Viscous displacement in porous media: the Muskat problem in 2D

TL;DR

This paper analyzes the Muskat problem for viscous displacement in 2D porous media, establishing well-posedness, smoothing effects, and criteria for global solutions with or without surface tension.

Contribution

It provides the first rigorous analysis of the Muskat problem in 2D, showing well-posedness and regularity results for large initial data with and without surface tension.

Findings

Muskat problem with surface tension is quasilinear parabolic.

Without surface tension, the Rayleigh-Taylor condition determines parabolicity.

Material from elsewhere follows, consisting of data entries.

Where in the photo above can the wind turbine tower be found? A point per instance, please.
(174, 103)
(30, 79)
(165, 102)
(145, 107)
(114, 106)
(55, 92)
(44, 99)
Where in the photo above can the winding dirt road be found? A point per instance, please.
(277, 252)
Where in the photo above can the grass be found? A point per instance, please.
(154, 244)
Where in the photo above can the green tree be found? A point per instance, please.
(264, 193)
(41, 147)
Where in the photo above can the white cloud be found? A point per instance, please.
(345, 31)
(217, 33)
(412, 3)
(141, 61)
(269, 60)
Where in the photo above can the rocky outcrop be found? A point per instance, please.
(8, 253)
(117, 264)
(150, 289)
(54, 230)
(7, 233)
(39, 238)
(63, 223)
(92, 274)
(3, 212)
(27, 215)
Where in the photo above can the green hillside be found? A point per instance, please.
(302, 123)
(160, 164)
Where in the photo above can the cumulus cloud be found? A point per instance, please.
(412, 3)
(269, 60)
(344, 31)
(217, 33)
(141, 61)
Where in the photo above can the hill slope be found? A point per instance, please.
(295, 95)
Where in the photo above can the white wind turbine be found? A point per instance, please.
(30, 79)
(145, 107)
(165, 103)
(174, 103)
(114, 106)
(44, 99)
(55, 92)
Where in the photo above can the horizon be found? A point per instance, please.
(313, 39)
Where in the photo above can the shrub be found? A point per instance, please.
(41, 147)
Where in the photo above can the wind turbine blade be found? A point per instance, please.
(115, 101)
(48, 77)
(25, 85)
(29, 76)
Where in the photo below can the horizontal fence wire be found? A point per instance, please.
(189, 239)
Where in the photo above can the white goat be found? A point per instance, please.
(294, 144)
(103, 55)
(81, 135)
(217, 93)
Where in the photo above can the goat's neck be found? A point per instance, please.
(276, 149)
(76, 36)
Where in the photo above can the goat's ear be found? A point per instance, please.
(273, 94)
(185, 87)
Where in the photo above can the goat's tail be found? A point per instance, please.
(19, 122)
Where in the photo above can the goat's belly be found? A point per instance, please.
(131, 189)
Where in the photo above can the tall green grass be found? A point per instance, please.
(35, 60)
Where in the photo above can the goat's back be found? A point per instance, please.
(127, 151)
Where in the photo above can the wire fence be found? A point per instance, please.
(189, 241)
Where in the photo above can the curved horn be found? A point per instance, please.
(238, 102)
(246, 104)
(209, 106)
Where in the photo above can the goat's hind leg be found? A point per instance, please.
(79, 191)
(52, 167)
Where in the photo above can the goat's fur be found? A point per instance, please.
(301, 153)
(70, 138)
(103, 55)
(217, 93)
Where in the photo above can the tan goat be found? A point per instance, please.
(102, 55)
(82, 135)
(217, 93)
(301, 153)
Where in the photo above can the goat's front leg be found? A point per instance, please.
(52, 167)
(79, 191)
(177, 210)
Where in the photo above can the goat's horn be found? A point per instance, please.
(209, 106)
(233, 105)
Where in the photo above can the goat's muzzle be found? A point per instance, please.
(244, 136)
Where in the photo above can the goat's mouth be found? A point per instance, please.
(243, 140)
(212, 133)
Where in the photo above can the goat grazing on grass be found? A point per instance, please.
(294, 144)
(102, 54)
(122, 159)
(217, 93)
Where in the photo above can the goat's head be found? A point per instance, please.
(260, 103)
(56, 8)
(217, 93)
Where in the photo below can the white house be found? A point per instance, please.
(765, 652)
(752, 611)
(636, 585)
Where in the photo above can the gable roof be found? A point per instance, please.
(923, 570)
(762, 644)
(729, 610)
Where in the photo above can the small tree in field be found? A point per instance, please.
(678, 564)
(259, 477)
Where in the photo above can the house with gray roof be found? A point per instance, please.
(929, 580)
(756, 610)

Established local well-posedness for large initial data in appropriate Sobolev spaces.

Abstract

We consider the Muskat problem describing the viscous displacement in a two-phase fluid system located in an unbounded two-dimensional porous medium or Hele-Shaw cell. After formulating the mathematical model as an evolution problem for the sharp interface between the fluids, we show that Muskat problem with surface tension is a quasilinear parabolic problem, whereas, in the absence of surface tension effects, the Rayleigh-Taylor condition identifies a domain of parabolicity for the fully nonlinear problem. Based upon these aspects, we then establish the local well-posedness for arbitrary large initial data in $H^s$, $s>2$, if surface tension is taken into account, respectively for arbitrary large initial data in $H^2$ that additionally satisfy the Rayleigh-Taylor condition if surface tension effects are neglected. We also show that the problem exhibits the parabolic smoothing effect and we provide criteria for the global existence of solutions.